Front Genet. 2019 Jun 27;10:562. doi: 10.3389/fgene.2019.00562. eCollection 2019.
Many genomic data analyses such as phasing, genotype imputation, or local ancestry inference share a common core task: matching pairs of haplotypes at any position along the chromosome, thereby inferring a target haplotype as a succession of pieces from reference haplotypes, commonly called a mosaic of reference haplotypes. For that purpose, these analyses combine information provided by linkage disequilibrium, linkage and/or genealogy through a set of heuristic rules or, most often, by a hidden Markov model. Here, we develop an extremely randomized trees framework to address the issue of local haplotype matching. In our approach, a supervised classifier using extra-trees (a particular type of random forests) learns how to identify the best local matches between haplotypes using a collection of observed examples. For each example, various features related to the different sources of information are observed, such as the length of a segment shared between haplotypes, or estimates of relationships between individuals, gametes, and haplotypes. The random forests framework was fed with 30 relevant features for local haplotype matching. Repeated cross-validations allowed ranking these features in regard to their importance for local haplotype matching. The distance to the edge of a segment shared by both haplotypes being matched was found to be the most important feature. Similarity comparisons between predicted and true whole-genome sequence haplotypes showed that the random forests framework was more efficient than a hidden Markov model in reconstructing a target haplotype as a mosaic of reference haplotypes. To further evaluate its efficiency, the random forests framework was applied to imputation of whole-genome sequence from 50k genotypes and it yielded average reliabilities similar or slightly better than IMPUTE2. Through this exploratory study, we lay the foundations of a new framework to automatically learn local haplotype matching and we show that extra-trees are a promising approach for such purposes. The use of this new technique also reveals some useful lessons on the relevant features for the purpose of haplotype matching. We also discuss potential improvements for routine implementation.

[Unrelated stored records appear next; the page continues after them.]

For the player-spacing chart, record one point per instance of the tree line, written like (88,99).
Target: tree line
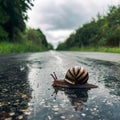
(13,15)
(104,31)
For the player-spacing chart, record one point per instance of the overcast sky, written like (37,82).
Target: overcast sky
(59,18)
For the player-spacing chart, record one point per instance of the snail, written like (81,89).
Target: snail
(76,77)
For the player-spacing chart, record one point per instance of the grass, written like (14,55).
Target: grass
(7,47)
(97,49)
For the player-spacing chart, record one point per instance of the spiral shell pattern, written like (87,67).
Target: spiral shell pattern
(76,75)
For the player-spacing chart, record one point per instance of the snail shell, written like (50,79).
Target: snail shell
(76,75)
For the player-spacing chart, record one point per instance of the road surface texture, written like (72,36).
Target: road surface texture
(26,92)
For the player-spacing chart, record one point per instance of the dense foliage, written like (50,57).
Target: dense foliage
(13,31)
(101,32)
(13,16)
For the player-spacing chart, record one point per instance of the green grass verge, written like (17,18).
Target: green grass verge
(97,49)
(6,47)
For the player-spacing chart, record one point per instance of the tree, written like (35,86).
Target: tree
(15,15)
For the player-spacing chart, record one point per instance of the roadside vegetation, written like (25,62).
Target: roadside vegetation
(15,37)
(100,34)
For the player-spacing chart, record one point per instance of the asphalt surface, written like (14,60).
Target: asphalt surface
(26,92)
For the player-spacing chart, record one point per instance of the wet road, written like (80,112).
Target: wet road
(26,91)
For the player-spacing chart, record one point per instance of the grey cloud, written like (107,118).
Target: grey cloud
(65,16)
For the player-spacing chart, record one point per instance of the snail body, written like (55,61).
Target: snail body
(76,77)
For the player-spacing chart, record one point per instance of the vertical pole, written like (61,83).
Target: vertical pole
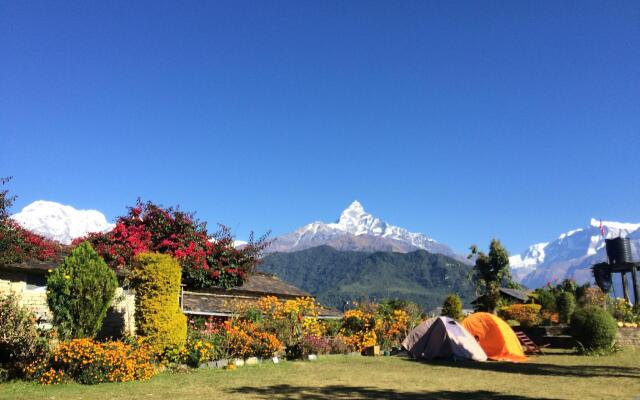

许多基因组数据分析,如定相、基因型填充或局部祖先推断,都有一个共同的核心任务:在染色体上的任何位置匹配单倍型对,从而将目标单倍型推断为由参考单倍型片段组成的序列,通常称为参考单倍型镶嵌体。为此,这些分析通过一组启发式规则,或者最常见的是通过隐马尔可夫模型,来整合连锁不平衡、连锁和/或谱系提供的信息。在这里,我们开发了一个极端随机树框架来解决局部单倍型匹配问题。在我们的方法中,一个使用极端随机树(一种特殊类型的随机森林)的监督分类器,通过观察到的示例集合来学习如何识别单倍型之间的最佳局部匹配。对于每个示例,观察到与不同信息源相关的各种特征,例如单倍型之间共享片段的长度,或者个体、配子和单倍型之间关系的估计值。随机森林框架使用了30个与局部单倍型匹配相关的特征。重复交叉验证允许根据这些特征对局部单倍型匹配的重要性进行排序。发现与两个匹配单倍型共享片段边缘的距离是最重要的特征。预测的和真实的全基因组序列单倍型之间的相似性比较表明,在将目标单倍型重建为参考单倍型镶嵌体方面,随机森林框架比隐马尔可夫模型更有效。为了进一步评估其效率,将随机森林框架应用于从50k基因型进行全基因组序列填充,其产生的平均可靠性与IMPUTE²相似或略好。通过这项探索性研究,我们奠定了一个自动学习局部单倍型匹配新框架的基础,并且表明极端随机树是用于此目的的一种有前途的方法。这项新技术的使用还揭示了一些关于单倍型匹配相关特征的有用经验。我们还讨论了常规实施的潜在改进。